Bökenbrink setzt auf Nachhaltigkeit und KI für globale Werkzeug-Exporte
Gaby WernerBökenbrink setzt auf Nachhaltigkeit und KI für globale Werkzeug-Exporte
Vera Bökenbrink, führender Werkzeughersteller aus dem Bergischen Land, exportiert 60 Prozent seiner Produkte. Das Unternehmen ist bekannt für innovative Handwerkzeuge und präzise Drehmomenttechnik – alles „Made in Germany“. Diese Produkte setzen internationale Maßstäbe in der Branche.
Nachhaltigkeit hat bei Bökenbrink hohen Stellenwert. Im Fokus stehen langlebige Erzeugnisse, hochwertige Materialien und ressourcenschonende Prozesse. Sämtliche Standorte sind nach ISO 50001 für Energiemanagement sowie ISO 14001 für Umweltmanagementsysteme zertifiziert.
Darüber hinaus sorgt das Unternehmen dafür, dass seine Produkte den Vorgaben der EU-Richtlinie zum „Recht auf Reparatur“ entsprechen. Das bedeutet: Die Werkzeuge sind so konzipiert, dass sie sich leicht reparieren oder austauschen lassen. Auch Lieferanten müssen sich an den Verhaltenskodex des Unternehmens halten – ein weiteres Zeichen für verantwortungsvolles Handeln.
Bökenbrink betreibt eigene Produktionsstätten in den USA, die bei Bedarf erweitert werden können. Damit bleibt das Unternehmen flexibel, etwa bei möglichen protektionistischen Maßnahmen. Eine CSR-Richtlinie (Corporate Social Responsibility) steuert nachhaltiges und ethisches Handeln – sowohl intern als auch extern.

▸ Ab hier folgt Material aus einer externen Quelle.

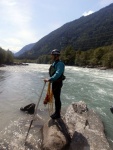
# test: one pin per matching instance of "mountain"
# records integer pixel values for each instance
(24, 49)
(85, 33)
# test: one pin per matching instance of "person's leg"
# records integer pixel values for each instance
(56, 88)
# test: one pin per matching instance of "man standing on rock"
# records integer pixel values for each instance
(56, 72)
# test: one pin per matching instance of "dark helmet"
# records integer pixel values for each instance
(55, 52)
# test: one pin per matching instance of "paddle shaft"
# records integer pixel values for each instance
(35, 111)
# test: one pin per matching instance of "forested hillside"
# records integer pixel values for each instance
(85, 33)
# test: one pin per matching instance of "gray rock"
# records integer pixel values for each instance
(79, 129)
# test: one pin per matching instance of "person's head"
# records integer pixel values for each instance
(55, 54)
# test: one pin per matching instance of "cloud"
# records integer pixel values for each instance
(15, 26)
(88, 13)
(105, 2)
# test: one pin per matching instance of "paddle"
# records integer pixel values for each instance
(35, 112)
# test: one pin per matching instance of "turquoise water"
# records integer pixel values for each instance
(21, 85)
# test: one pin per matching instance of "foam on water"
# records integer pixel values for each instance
(13, 137)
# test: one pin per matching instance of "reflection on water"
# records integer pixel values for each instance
(13, 136)
(22, 85)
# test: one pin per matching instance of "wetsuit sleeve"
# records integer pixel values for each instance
(59, 71)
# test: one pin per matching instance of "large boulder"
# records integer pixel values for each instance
(79, 129)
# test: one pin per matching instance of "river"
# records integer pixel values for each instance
(21, 85)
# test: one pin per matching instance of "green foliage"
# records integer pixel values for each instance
(68, 55)
(85, 33)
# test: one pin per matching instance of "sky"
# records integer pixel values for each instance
(23, 22)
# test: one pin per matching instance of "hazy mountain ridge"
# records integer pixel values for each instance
(84, 33)
(24, 49)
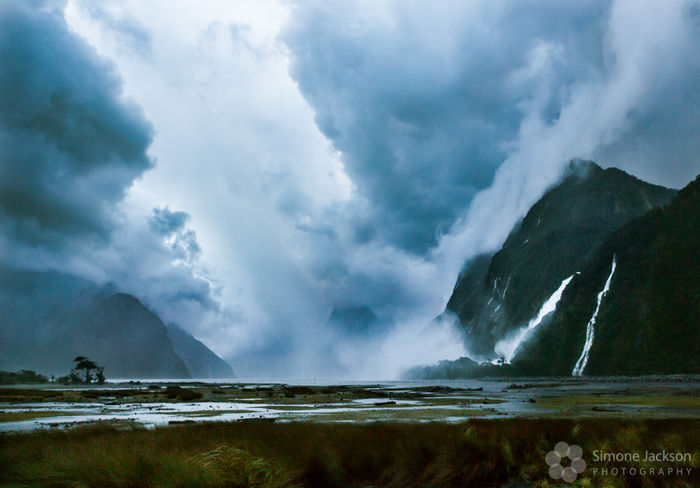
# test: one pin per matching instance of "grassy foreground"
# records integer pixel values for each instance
(506, 452)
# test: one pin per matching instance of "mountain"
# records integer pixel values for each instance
(199, 359)
(119, 333)
(648, 319)
(48, 318)
(496, 297)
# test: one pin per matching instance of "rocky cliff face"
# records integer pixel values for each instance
(498, 295)
(641, 318)
(199, 359)
(49, 318)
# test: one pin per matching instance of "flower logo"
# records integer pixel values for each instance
(561, 451)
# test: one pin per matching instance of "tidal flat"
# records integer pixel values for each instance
(503, 452)
(159, 403)
(403, 434)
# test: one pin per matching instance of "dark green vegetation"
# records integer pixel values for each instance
(85, 372)
(558, 237)
(647, 322)
(504, 452)
(201, 362)
(48, 318)
(24, 377)
(650, 319)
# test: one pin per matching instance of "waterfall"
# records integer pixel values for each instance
(506, 348)
(590, 328)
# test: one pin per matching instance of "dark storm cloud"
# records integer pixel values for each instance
(422, 102)
(69, 144)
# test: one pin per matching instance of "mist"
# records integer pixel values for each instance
(299, 185)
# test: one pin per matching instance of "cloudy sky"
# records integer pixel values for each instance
(267, 173)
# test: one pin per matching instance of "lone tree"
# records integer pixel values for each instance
(87, 371)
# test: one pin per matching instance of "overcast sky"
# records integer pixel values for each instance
(247, 168)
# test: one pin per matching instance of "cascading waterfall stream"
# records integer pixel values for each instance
(506, 348)
(590, 328)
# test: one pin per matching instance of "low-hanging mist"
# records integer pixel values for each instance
(299, 185)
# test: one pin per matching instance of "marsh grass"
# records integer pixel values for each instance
(475, 453)
(570, 401)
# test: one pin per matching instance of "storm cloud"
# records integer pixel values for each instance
(308, 164)
(70, 145)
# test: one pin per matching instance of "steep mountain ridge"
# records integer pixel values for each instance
(648, 322)
(48, 318)
(199, 359)
(495, 295)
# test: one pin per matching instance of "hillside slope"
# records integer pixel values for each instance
(648, 322)
(199, 359)
(558, 237)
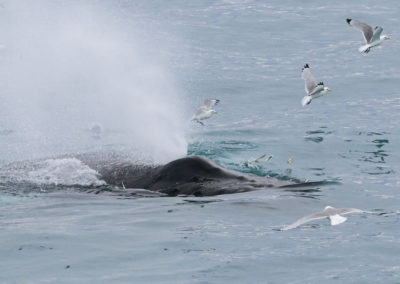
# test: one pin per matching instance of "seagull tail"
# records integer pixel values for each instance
(337, 219)
(364, 48)
(306, 100)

Um die Effizienz zu steigern, setzt Bökenbrink auf Künstliche Intelligenz. Die Technologie beschleunigt die Datenverarbeitung, verbessert das Kundenerlebnis und optimiert interne Abläufe.
Das Unternehmen verbindet deutsche Ingenieurskunst mit globaler Präsenz und modernen Nachhaltigkeitsstandards. Zertifizierungen, reparaturfreundliche Produkte und KI-gestützte Prozesse sichern langfristiges Wachstum. Gleichzeitig ist Bökenbrink auf Handelsveränderungen vorbereitet – ohne dabei Kompromisse bei Produktion oder Verantwortung einzugehen.